Use Values To Create Strong Compositions

Use Values To Create Strong Compositions

Becky Joy2 comments
Values or tones are the relative lightness and darkness of colors with the color removed. It has nothing to do with color. It is the backbone of a painting. The most important design element of a painting. If you took a photo of a painting and converted it to black and white, that would give you the values of each color.  The lightest value being white and the darkest black. Key is another term used by artists. A painting can be low key, using the darker values of a gray scale. A high key painting uses the lighter values. Below is a simple gray scale.

values in composition

To use the values in painting, let's keep it simple creating a painting with three shapes of varying sizes. Now, use three values, light, medium and dark. Each of those three shapes have a distinct value. But, you can have an infinite variety of color within each shape.

Once you start painting different values within a shape, you start breaking that large, simple shape into small pieces. Each of the three shapes should be a different size. If you make your largest shape a dark value, the painting will have a different mood and feeling than having that same shape in a light value.

So, you must be careful or you will soon lose the power of your composition. Be consistent with your values within those simple, large shapes to hold your composition together. I used a "real life" painting that demonstrates the simplicity of shapes and values. This is a plein air painting in which I made the decision to move the trees and group them into one large, dark shape. I placed them against the light of the mountain in the background.

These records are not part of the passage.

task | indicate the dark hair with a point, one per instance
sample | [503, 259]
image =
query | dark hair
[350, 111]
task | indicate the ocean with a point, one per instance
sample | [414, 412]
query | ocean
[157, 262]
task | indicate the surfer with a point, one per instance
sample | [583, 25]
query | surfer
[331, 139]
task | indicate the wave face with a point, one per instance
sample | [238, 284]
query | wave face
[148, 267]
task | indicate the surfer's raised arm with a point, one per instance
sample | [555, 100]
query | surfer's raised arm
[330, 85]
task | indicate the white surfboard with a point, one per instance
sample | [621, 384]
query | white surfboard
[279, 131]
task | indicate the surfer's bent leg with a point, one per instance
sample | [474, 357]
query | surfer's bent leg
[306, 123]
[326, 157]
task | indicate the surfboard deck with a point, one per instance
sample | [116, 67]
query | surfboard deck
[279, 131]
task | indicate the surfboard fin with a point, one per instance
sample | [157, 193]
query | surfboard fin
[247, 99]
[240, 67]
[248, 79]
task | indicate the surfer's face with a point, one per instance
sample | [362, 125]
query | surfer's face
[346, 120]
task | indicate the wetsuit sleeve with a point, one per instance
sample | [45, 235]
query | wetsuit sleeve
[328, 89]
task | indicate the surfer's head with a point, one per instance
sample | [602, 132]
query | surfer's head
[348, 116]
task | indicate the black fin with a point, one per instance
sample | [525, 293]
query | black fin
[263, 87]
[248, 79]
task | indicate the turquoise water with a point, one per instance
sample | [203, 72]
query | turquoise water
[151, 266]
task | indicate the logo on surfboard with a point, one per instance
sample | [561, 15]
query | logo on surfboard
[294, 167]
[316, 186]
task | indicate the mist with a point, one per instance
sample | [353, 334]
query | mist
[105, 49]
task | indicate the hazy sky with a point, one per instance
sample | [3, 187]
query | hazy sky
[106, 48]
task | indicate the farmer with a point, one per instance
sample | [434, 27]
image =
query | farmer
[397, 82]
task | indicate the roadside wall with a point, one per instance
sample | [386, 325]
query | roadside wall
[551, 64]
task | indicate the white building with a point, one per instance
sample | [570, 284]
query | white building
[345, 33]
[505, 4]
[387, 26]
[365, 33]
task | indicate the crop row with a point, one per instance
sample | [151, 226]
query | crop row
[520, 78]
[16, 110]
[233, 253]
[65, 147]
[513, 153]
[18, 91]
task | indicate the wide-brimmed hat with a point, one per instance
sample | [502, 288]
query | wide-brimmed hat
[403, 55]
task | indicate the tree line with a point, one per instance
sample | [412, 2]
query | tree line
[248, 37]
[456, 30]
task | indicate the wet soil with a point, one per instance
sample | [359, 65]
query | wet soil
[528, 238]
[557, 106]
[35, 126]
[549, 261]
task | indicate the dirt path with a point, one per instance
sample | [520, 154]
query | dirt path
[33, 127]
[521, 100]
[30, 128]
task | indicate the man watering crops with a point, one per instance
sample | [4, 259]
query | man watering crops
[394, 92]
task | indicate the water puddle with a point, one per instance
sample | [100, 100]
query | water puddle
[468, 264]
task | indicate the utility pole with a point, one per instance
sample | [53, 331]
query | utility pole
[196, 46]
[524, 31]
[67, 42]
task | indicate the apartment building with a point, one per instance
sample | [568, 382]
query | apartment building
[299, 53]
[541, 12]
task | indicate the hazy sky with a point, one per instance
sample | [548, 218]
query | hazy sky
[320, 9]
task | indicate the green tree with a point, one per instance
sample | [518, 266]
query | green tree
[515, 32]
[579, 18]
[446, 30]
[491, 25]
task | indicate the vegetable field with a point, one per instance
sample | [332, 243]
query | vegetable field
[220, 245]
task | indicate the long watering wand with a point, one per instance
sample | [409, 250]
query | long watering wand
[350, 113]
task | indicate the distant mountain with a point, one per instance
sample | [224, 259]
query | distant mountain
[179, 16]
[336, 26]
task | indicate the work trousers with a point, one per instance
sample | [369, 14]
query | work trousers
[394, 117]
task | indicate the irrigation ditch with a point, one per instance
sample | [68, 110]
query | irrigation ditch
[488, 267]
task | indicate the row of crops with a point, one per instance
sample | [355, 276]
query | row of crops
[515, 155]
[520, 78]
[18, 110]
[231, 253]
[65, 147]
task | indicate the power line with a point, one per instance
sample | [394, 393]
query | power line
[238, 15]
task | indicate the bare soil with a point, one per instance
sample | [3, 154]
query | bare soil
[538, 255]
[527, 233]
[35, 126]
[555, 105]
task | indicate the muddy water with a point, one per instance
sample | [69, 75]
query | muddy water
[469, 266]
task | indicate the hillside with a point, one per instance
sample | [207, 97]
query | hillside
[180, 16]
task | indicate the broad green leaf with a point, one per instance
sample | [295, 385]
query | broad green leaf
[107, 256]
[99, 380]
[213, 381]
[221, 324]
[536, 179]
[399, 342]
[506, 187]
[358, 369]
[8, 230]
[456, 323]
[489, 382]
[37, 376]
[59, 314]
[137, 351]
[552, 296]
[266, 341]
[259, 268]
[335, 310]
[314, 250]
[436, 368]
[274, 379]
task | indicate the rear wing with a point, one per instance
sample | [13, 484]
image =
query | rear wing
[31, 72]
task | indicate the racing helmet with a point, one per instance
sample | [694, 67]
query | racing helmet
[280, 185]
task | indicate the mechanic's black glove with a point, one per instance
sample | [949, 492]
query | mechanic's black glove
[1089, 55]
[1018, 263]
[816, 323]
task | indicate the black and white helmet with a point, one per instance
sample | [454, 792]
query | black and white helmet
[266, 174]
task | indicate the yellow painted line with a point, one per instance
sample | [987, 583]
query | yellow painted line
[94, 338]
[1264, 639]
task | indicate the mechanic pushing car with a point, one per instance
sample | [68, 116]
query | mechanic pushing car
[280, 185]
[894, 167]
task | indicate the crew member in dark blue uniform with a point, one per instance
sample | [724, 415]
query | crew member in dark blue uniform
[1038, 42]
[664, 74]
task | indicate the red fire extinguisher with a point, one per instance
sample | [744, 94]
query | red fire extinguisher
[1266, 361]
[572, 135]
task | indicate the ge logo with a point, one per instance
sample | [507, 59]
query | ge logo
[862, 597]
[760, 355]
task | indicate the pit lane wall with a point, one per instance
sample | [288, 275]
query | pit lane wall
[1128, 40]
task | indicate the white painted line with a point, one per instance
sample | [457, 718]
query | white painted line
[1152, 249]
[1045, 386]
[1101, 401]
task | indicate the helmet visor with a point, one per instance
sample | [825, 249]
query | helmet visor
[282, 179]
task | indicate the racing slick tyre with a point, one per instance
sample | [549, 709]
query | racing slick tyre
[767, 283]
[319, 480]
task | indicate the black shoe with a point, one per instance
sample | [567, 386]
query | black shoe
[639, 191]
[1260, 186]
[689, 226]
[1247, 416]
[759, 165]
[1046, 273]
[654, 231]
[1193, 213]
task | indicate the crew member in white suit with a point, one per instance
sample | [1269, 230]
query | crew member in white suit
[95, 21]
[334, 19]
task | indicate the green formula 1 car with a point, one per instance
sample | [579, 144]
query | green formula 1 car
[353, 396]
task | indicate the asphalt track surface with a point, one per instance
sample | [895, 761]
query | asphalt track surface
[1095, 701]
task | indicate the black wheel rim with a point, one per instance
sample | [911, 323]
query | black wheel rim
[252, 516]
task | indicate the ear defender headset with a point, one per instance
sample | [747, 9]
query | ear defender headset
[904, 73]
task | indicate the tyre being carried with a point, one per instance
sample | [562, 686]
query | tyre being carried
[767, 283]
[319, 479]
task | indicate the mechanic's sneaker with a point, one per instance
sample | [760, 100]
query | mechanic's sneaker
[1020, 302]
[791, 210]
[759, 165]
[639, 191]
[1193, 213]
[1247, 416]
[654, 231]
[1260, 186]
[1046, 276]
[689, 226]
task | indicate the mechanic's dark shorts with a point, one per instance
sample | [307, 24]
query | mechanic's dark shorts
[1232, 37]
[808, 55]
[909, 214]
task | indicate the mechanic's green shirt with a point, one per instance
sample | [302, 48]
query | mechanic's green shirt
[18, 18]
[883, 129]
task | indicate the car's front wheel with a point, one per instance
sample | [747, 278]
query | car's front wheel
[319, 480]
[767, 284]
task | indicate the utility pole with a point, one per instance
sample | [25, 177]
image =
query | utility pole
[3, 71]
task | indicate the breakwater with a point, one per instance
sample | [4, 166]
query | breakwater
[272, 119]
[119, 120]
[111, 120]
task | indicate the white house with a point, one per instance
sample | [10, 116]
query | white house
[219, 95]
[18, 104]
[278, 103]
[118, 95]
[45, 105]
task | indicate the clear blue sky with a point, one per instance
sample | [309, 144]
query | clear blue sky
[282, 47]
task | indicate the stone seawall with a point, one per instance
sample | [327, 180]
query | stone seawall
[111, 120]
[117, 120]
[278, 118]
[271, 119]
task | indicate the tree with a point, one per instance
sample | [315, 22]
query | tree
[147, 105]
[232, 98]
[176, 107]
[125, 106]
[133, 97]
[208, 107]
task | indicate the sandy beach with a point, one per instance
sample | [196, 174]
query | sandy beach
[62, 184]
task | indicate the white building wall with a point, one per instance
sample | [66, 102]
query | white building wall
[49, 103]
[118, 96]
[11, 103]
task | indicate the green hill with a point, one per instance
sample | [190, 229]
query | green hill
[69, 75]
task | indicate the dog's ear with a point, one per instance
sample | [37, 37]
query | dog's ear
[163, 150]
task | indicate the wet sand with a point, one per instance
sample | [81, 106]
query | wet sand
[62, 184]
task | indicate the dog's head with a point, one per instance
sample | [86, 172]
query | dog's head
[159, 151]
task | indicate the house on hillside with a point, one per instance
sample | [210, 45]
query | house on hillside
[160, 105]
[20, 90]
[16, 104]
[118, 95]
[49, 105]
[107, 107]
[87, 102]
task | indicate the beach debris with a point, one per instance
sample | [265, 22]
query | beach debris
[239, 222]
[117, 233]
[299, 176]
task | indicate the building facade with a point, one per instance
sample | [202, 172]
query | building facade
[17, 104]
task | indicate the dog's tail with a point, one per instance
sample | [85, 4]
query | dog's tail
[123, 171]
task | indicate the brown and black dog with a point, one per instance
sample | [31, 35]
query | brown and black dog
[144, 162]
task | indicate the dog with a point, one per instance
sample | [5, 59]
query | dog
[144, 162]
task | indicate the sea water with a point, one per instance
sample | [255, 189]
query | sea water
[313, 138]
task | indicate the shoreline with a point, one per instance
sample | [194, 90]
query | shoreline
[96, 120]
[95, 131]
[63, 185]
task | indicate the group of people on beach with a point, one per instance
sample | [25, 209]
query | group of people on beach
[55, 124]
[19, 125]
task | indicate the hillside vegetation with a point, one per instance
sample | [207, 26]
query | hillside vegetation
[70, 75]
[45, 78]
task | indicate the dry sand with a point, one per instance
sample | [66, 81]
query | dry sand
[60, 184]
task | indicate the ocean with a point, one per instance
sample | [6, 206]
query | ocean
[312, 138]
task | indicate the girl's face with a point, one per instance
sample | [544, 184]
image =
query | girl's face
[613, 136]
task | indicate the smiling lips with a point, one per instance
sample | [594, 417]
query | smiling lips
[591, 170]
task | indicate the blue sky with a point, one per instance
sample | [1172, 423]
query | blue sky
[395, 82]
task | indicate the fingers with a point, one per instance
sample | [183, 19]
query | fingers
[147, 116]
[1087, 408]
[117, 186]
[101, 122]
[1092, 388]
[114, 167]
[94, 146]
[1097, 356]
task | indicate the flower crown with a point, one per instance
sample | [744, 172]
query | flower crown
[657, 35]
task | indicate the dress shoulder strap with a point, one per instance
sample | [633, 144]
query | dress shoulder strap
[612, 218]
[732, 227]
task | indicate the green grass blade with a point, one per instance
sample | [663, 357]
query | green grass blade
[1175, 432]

By making these changes, my painting has a better composition than what I saw in reality. I do have color shifts in the trees and mountain with warmer and cooler colors, but basically I kept those large shapes intact with the values. Below is the  color version of the painting so that you can see the color shifts and variety of colors in the shapes. In the grass I have bits of violets, pinks, greens, golds and yellows, creating a visually more exciting painting, but again, keeping those values consistent.


I hope this post gives some clarity to the use of shapes, values and colors. What do you think? How have you used values? Have you changed your subjects to unify your paintings? Becky Joy


You definitely need to simplify the scene first. Make a small value sketch and stick to that. But, an exercise you can try is taking a photo sit down with some paper and marker or make simple painted value sketches (keep it simple). Try making several scenes from that one photo, different formats, rectangular, square skinny and long, etc. This can help you to start moving things and looking at them differently. Remember that you’re objective is to make it a beautiful scene first. If you change it, no one knows. Once you start, it’s like building your vocabulary in creativity. You will be struck with more ideas. It took me a while, but it was one of the aha moments when an instructor finally got through to me.
Jonquil LeMaster
Jonquil LeMaster
When you see a scene that captures your interest, do you always “reposition” the elements into value shapes? Sometimes I am attracted by a scene and then get confused by its complexity, as I paint. I seem to lack the confidence to leave things out, move elements. Afraid it will loose its “magic” Maybe if I simplified the composition first?